Condannato anche l'allora presidente della Sezione Tiro a Segno Nazionale di Roma a tre mesi, con pena sospesa per omessa custodia dell'arma – rispetto ai quattro anni e un mese chiesti dall’accusa – mentre è stato assolto il dipendente addetto al locale dell'armeria del poligono di tiro di Tor di Quinto. I giudici della Prima Corte di Assise hanno escluso come responsabili civili i ministeri di Interno e Difesa e dell’Unione italiana tiro a segno in riferimento alla custodia dell’arma. I giudici hanno, poi, disposto l’invio degli atti in procura in relazione alla posizione dell’allora presidente della Sezione Tiro a Segno Nazionale di Roma, condannato a tre mesi, per valutare l’accusa di omicidio come conseguenza di altro reato.

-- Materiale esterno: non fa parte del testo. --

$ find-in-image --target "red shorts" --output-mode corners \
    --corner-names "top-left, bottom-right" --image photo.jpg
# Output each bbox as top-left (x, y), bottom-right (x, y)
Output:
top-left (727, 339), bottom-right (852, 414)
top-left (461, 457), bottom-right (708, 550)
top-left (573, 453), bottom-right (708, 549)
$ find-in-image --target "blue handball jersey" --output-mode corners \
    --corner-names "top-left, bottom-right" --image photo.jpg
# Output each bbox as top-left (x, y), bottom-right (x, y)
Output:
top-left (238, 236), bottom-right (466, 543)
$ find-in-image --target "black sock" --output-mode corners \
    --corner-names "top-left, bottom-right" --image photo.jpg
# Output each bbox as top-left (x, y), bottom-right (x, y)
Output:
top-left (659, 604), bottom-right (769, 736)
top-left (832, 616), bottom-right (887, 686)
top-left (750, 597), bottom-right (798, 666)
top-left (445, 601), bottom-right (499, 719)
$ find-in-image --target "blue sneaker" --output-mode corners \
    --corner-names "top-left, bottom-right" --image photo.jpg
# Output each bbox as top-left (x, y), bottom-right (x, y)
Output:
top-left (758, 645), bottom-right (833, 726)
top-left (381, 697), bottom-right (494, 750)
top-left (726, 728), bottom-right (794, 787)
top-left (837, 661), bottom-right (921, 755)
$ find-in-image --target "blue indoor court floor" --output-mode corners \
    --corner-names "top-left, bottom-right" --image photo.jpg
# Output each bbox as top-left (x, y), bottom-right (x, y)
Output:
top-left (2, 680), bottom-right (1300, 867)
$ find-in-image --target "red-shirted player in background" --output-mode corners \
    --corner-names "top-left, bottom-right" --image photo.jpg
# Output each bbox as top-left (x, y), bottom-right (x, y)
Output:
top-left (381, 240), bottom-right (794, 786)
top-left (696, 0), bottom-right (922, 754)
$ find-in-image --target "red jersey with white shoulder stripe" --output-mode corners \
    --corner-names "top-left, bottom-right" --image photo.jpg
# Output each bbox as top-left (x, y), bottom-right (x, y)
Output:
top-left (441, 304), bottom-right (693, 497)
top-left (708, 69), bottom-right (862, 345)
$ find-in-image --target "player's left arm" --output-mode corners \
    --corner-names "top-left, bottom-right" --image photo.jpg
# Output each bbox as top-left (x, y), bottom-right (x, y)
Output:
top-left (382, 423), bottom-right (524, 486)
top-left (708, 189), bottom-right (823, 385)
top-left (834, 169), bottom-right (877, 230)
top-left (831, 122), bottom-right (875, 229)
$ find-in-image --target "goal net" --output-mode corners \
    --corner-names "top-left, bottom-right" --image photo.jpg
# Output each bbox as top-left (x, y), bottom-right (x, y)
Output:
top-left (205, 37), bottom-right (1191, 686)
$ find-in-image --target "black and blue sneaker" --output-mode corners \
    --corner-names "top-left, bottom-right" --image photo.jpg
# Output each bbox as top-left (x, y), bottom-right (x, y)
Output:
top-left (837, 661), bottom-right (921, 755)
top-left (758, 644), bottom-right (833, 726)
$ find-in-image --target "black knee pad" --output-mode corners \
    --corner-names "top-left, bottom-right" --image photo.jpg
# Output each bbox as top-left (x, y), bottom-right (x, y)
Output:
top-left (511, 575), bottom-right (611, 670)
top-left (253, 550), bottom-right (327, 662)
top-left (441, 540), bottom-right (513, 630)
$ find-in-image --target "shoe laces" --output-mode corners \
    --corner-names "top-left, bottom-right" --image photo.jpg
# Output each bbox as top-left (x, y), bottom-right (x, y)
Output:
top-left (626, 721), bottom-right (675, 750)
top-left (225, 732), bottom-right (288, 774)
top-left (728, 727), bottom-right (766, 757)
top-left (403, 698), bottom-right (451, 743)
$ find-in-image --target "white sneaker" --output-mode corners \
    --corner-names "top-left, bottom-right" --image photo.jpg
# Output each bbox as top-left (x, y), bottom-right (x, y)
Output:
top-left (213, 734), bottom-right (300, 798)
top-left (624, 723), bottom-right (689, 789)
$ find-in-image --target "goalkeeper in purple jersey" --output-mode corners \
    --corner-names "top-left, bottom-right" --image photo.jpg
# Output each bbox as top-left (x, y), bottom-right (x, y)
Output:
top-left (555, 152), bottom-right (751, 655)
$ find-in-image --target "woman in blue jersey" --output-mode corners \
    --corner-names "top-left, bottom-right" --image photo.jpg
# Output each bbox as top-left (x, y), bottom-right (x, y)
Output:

«Sicuramente c’è soddisfazione per la massima pena comminata all’imputato principale e per il fatto che i giudici non abbiano ritenuto ci fossero motivi validi per disporre una perizia psichiatrica – ha sottolineato l’avvocato Marconi – l’aver riqualificato però il reato di appropriazione indebita in furto, rispetto alla pistola con la quale è stata compiuta la strage ha probabilmente portato alla decisione di non riconoscere come responsabili civili i Ministeri e Unione italiana tiro a segno. Attendiamo i 90 giorni per il deposito delle motivazioni per valutare tutti questi aspetti, ma certamente dalle 33 udienze e dalle cento testimonianze in aula, sono emerse carenze nei controlli e nella sicurezza dell’armeria. Eppure, nonostante queste evidenze i tre enti non sono stati coinvolti come responsabili civili».